The Risk Assessment of the Fire Occurrence According to Urban Facilities in Jinju-si (진주시 도시시설물별 화재발생 위험도 평가)

  • Bae, Gyu Han;Won, Tae Hong;Yoo, Hwan Hee
    • Journal of Korean Society for Geospatial Information Science
    • /
    • v.24 no.1
    • /
    • pp.43-50
    • /
    • 2016
  • Urbanization in Korea has increased significantly and subsequently, various facilities have been concentrated in urban areas at high speed in accordance with a growing urban population. Accordingly, damages have occurred due to a variety of disasters. In particular, fire damage among the social disasters caused the most severe damage in urban areas along with traffic accidents. 44,432 cases of fire occurred in 2015 in Korea. Due to these accidents, 253 were killed and property damage of 4,50 billion won was generated. However, despite the efforts to reduce a variety of damage, fire danger still remains high. In this regard, this study collected fire data, generated from 2007 to 2014 through the Jinju Fire Department and the National Fire Data System(NFDS) and calculated fire risk by analyzing the clustering of fire cases and facilities in Jinju-si based on the current DB of facilities, offered by the Ministry of Government Administration and Home Affairs. As a result, the risk ratings of fire occurrence were classified as four stages under the standards of the US Society of Fire Protection Engineers(SEPE).

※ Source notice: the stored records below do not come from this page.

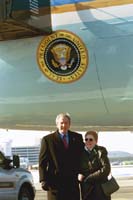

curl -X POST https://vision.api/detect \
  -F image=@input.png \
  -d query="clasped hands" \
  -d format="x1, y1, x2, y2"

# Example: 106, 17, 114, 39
41, 181, 49, 191
78, 173, 85, 182
41, 174, 86, 191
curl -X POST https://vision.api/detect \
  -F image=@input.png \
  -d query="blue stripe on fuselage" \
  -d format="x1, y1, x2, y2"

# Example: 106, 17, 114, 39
51, 0, 91, 6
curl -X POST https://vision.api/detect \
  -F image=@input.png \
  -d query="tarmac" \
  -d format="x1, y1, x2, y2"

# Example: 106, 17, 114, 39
34, 176, 133, 200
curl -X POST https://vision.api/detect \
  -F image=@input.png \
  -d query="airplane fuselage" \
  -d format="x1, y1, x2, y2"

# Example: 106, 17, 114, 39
0, 0, 133, 130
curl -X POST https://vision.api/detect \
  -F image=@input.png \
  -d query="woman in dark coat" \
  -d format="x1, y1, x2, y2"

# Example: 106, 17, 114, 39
78, 131, 111, 200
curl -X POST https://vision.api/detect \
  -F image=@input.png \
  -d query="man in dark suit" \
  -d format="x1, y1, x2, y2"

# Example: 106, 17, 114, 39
39, 113, 84, 200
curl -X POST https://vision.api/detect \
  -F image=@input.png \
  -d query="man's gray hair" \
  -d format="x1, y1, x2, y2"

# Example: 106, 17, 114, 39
55, 113, 71, 125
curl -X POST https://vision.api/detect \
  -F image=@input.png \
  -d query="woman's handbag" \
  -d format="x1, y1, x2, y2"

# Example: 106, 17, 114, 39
93, 148, 120, 196
101, 175, 119, 196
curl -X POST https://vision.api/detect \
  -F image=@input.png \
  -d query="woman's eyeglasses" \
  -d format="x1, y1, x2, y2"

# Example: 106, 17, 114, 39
85, 138, 94, 142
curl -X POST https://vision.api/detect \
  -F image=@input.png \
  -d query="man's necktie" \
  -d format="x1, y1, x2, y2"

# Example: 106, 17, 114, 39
62, 135, 68, 149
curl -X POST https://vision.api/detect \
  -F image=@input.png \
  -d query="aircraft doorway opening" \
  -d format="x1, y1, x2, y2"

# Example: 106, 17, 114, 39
0, 0, 12, 21
0, 0, 52, 41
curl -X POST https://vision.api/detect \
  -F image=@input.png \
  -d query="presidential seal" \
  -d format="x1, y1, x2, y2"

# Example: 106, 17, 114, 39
37, 30, 88, 83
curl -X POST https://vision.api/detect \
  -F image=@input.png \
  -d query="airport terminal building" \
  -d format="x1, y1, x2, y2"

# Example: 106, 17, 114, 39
12, 145, 40, 165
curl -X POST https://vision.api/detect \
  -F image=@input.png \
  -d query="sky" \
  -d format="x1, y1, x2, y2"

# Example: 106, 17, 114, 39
98, 131, 133, 154
0, 129, 133, 155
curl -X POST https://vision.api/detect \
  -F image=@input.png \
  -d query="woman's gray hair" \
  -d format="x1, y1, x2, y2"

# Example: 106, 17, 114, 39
55, 113, 71, 125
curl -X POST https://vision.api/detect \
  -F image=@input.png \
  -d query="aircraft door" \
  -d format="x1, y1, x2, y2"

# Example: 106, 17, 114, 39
12, 0, 52, 32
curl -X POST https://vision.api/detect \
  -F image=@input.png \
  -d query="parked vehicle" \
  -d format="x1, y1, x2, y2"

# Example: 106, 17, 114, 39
0, 151, 35, 200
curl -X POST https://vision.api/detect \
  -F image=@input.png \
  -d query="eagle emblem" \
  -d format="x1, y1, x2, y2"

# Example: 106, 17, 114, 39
51, 44, 74, 70
37, 30, 88, 83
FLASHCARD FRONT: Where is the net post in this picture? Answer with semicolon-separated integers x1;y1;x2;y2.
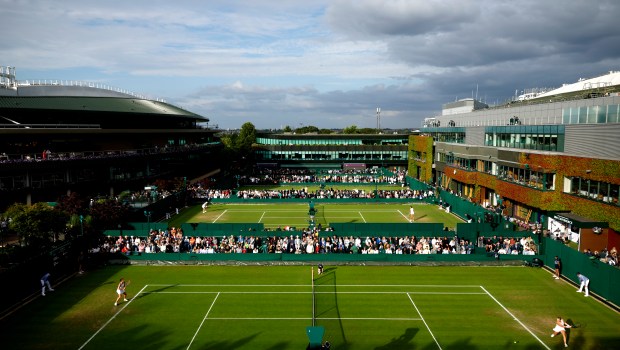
306;265;324;349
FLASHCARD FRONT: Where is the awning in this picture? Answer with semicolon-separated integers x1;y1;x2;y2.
551;212;607;229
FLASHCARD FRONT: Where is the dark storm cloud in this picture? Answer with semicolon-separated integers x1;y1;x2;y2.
325;0;620;111
326;0;478;38
6;0;619;129
328;1;620;67
175;0;620;129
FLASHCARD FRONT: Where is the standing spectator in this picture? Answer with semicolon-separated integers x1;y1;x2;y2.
41;273;54;296
553;256;561;279
576;272;590;297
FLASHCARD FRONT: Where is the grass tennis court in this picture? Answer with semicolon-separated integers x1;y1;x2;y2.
3;265;618;350
174;203;462;229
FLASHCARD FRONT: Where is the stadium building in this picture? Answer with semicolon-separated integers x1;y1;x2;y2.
254;133;410;171
0;65;221;210
410;71;620;250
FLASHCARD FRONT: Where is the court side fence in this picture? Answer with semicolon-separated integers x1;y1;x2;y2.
110;251;538;265
544;237;620;308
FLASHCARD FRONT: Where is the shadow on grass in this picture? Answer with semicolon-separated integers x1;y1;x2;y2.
314;269;353;350
88;320;263;350
375;328;419;350
134;283;179;300
103;322;183;350
564;317;590;350
201;332;262;350
321;266;337;274
0;264;141;349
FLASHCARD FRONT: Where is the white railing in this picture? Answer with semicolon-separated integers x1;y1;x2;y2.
15;79;166;102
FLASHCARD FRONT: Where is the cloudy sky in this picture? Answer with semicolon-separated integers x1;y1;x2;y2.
3;0;620;130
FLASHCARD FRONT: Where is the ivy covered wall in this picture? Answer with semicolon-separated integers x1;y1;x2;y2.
407;135;433;183
441;152;620;230
519;152;620;230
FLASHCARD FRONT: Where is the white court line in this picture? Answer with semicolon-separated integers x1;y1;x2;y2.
358;211;367;223
261;216;324;219
206;317;423;321
480;286;551;350
407;293;443;350
147;291;311;294
258;211;265;223
186;292;220;350
212;210;227;223
397;209;409;221
144;291;486;295
147;284;480;287
209;317;311;320
263;223;315;226
319;317;423;320
220;209;409;212
78;284;149;350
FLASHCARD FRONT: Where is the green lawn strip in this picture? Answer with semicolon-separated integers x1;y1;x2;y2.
239;184;407;191
412;293;535;348
192;319;310;349
320;319;437;350
181;203;462;229
83;293;211;349
2;265;617;350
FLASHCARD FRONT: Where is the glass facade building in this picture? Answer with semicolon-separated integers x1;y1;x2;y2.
255;134;409;168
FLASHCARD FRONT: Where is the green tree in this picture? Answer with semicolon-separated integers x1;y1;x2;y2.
358;127;379;134
4;202;68;247
220;132;238;149
55;192;91;238
343;125;358;134
283;125;292;132
319;129;333;134
295;125;319;134
236;122;257;152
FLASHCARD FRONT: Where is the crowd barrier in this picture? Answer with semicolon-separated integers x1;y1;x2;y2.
206;197;435;204
106;222;536;241
107;222;266;238
456;222;520;243
544;238;620;307
115;251;538;265
437;188;498;222
329;223;445;237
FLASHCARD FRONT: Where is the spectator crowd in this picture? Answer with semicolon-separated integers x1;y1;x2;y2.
93;226;541;258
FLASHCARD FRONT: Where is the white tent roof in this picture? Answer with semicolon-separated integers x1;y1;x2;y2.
537;71;620;98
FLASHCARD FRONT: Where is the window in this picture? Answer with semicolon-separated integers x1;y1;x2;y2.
564;177;619;205
578;106;587;123
562;104;619;124
608;104;619;123
497;165;553;190
484;126;564;152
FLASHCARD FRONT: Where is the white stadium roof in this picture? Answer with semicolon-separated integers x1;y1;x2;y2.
537;70;620;98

Business facilities, entertainment facilities, and automobile facilities were classified as the highest A grade, detached houses, Apartment houses, education facilities, sales facilities, accommodation, set of facilities, medical facilities, industrial facilities, and life service facilities were classified as U grade, and other facilities were classified as EU grade. Finally, hazardous production facilities were classified as BEU grade, the lowest grade. In addition, in the case of setting the standard with loss of life, the highest risk facility was the hazardous production facilities, while in the case of setting the standard with property damage, a set of facilities and industrial facilities showed the highest risk. In this regard, this study is expected to be effectively utilized to establish the fire reduction measures against facilities, distributed in urban space by calculating risk grades regarding the generation frequency, casualties, and property damage, through the classification of fire, occurred in the city, according to the facilities.